Die deutsche Arbeitswelt steht vor einer Zerreißprobe. Während die Vorbereitungen für die flächendeckenden Betriebsratswahlen im Frühjahr 2026 laufen, warnen Gewerkschaften vor einer doppelten Bedrohung: klassischer Behinderung durch Arbeitgeber und gezielter Unterwanderung durch politische Gruppen. Aktuelle Entwicklungen bei Tesla und dem IT-Infrastrukturanbieter Dätwyler belegen, dass der gesetzliche Schutz oft nicht rechtzeitig wirkt.

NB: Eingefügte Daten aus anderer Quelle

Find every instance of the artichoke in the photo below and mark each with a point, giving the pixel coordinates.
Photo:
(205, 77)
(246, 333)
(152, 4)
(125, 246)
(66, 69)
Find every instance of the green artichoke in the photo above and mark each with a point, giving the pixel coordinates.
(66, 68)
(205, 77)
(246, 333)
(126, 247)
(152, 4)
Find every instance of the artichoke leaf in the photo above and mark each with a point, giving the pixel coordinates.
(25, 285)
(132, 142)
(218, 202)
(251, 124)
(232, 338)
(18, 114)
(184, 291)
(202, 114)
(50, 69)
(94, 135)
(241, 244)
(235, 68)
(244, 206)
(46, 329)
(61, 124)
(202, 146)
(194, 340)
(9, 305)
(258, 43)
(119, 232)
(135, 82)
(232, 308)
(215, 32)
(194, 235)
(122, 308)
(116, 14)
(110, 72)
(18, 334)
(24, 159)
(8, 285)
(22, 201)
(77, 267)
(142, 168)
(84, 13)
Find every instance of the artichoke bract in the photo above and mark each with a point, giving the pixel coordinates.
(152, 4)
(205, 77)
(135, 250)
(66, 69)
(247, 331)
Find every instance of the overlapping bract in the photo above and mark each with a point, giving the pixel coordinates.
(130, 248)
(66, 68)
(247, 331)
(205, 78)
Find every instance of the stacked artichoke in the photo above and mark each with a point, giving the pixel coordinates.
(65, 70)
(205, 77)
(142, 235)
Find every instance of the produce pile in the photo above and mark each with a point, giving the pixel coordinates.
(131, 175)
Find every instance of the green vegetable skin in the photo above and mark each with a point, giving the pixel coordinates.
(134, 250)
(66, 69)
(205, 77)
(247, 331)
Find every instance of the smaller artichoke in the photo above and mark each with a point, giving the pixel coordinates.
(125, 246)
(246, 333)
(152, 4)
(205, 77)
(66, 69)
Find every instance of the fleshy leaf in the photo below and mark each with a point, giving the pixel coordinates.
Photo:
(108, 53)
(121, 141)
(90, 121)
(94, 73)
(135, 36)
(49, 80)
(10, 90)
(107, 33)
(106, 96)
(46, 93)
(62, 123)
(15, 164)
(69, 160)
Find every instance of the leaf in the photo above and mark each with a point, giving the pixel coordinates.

Tesla-Fall offenbart Lücke im Rechtsschutz
Ein symbolträchtiger Rückschlag ereignete sich Mitte Dezember am Tesla-Standort Grünheide. Die IG Metall zog einen Eilantrag beim Arbeitsgericht Frankfurt (Oder) zurück. Die Gewerkschaft wollte eigentlich die „ungestörte Arbeit“ der betriebsratsfreundlichen Minderheit gegen angebliche Behinderung durch die mehrheitsfähige, managementnahe Fraktion durchsetzen.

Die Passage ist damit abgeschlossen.